Regenerate everything:

# Rust models
ggen template generate-rdf --ontology ecommerce.ttl --template rust-models --output src/

# Rust API
ggen template generate-rdf --ontology ecommerce.ttl --template rust-axum-api --output src/

# TypeScript types
ggen template generate-rdf --ontology ecommerce.ttl --template typescript-models --output frontend/src/types/

Result: All code now has category fields.
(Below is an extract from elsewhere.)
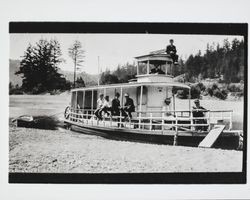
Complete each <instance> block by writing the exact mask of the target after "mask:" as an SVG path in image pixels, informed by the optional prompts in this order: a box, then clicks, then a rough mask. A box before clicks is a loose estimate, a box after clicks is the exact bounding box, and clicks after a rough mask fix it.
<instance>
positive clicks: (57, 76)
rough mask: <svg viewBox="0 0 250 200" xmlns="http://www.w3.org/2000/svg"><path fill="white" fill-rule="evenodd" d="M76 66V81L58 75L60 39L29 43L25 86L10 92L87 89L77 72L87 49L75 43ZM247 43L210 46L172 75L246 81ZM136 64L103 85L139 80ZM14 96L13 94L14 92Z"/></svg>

Zero manual edits.

What Just Happened?

You experienced the ontology-driven workflow:

  1. Single source of truth: RDF ontology defines your domain
  2. SPARQL extraction: Queries pull structured data from the graph
  3. Multi-language projection: Same ontology → Rust, TypeScript, Python, GraphQL...
  4. Automatic sync: Change ontology → regenerate → all code updates

This isn't template expansion—it's semantic code generation.

Next Steps

Learn the Template System

Understand how templates use SPARQL to extract ontology data: Templates Guide

Browse the Marketplace

Discover pre-built ontologies and templates: Marketplace Guide

Advanced Workflows

  • SHACL validation: Ensure ontology consistency before generation
  • SPARQL customization: Write custom queries for domain-specific logic
  • Multi-project sync: Share one ontology across microservices

Full Example Projects

# Microservices architecture
ggen project new my-microservices --type rust-microservices
cd my-microservices && cat README.md

# GraphQL API from ontology
ggen template generate-rdf \
  --ontology ecommerce.ttl \
  --template rust-graphql-api \
  --output graphql/

# Python FastAPI + Pydantic models
ggen template generate-rdf \
  --ontology ecommerce.ttl \
  --template python-pydantic \
  --output models.py

Common Patterns

Pattern 1: Domain-First Development

# 1. Model domain in RDF (NOT code)
ggen ai generate-ontology --prompt "Healthcare FHIR Patient" --output domain.ttl

# 2. Generate all code layers
ggen template generate-rdf --ontology domain.ttl --template rust-models
ggen template generate-rdf --ontology domain.ttl --template rust-api
ggen template generate-rdf --ontology domain.ttl --template typescript-sdk

# 3. Evolve domain (add Patient.allergies)
# 4. Regenerate → code auto-updates

Pattern 2: Marketplace Bootstrap

# Search for existing ontologies
ggen marketplace search "e-commerce"

# Install and extend
ggen marketplace install io.ggen.ontologies.ecommerce
ggen template generate-rdf \
  --ontology .ggen/ontologies/io.ggen.ontologies.ecommerce/schema.ttl \
  --template rust-models

Pattern 3: Multi-Repo Sync

# Shared ontology repository
cd ontologies/
ggen ai generate-ontology --prompt "Shared domain model" --output shared.ttl

# Backend (Rust)
cd ../backend/
ggen template generate-rdf --ontology ../ontologies/shared.ttl --template rust-models

# Frontend (TypeScript)
cd ../frontend/
ggen template generate-rdf --ontology ../ontologies/shared.ttl --template typescript-models

# Mobile (Kotlin)
cd ../mobile/
ggen template generate-rdf --ontology ../ontologies/shared.ttl --template kotlin-models

Key advantage: Update shared.ttl once → regenerate all repos → guaranteed type safety across stack.

Troubleshooting

"Template not found"

# List available templates
ggen template list

# If template missing, install from marketplace
ggen marketplace search "rust-models"
ggen marketplace install io.ggen.templates.rust-models

"SPARQL query failed"

# Validate ontology syntax
ggen graph validate ecommerce.ttl

# Inspect loaded graph
ggen graph query ecommerce.ttl --sparql "SELECT ?s ?p ?o WHERE { ?s ?p ?o } LIMIT 10"

"Invalid RDF syntax"

# Use AI to fix
ggen ai generate-ontology --prompt "Fix this RDF: $(cat broken.ttl)" --output fixed.ttl

# Or validate manually
ggen graph validate broken.ttl --verbose

Congratulations! You've mastered the ontology-driven workflow. Now explore Templates to customize SPARQL queries and create your own projections.